[Date Prev][Date Next][Thread Prev][Thread Next][Date Index][Thread Index]

Re: [Xen-devel] [PATCH V2 1/1] Improved RTDS scheduler



I have removed some of the Ccs so they won't get bothered as we discussed previously.

On 1/25/2016 4:00 AM, Dario Faggioli wrote:
On Thu, 2015-12-31 at 05:20 -0500, Tianyang Chen wrote:

@@ -147,6 +148,16 @@ static unsigned int nr_rt_ops;
   * Global lock is referenced by schedule_data.schedule_lock from all
   * physical cpus.

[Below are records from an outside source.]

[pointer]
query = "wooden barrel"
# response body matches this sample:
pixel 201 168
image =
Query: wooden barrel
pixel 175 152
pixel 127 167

It can be grabbed via vcpu_schedule_lock_irq()
   */
+
+/* dedicated timer for replenishment */
+static struct timer repl_timer;
+
So, there's always only one timer... Even if we have multiple cpupool
with RTDS as their scheduler, they share the replenishment timer? I
think it makes more sense to make this per-scheduler.

Yeah, I totally ignored the case for cpu-pools. It looks like when a cpu-pool is created, it copies the scheduler struct and calls rt_init() where a private field is initialized. So I assume the timer should be put inside the scheduler private struct? Now that I think about it, the timer is hard-coded to run on cpu0. If there're lots of cpu-pools but the replenishment can only be done on the same pcpu, would that be a problem? Should we keep track of all instances of schedulers (nr_rt_ops counts how many) and just put times on different pcpus?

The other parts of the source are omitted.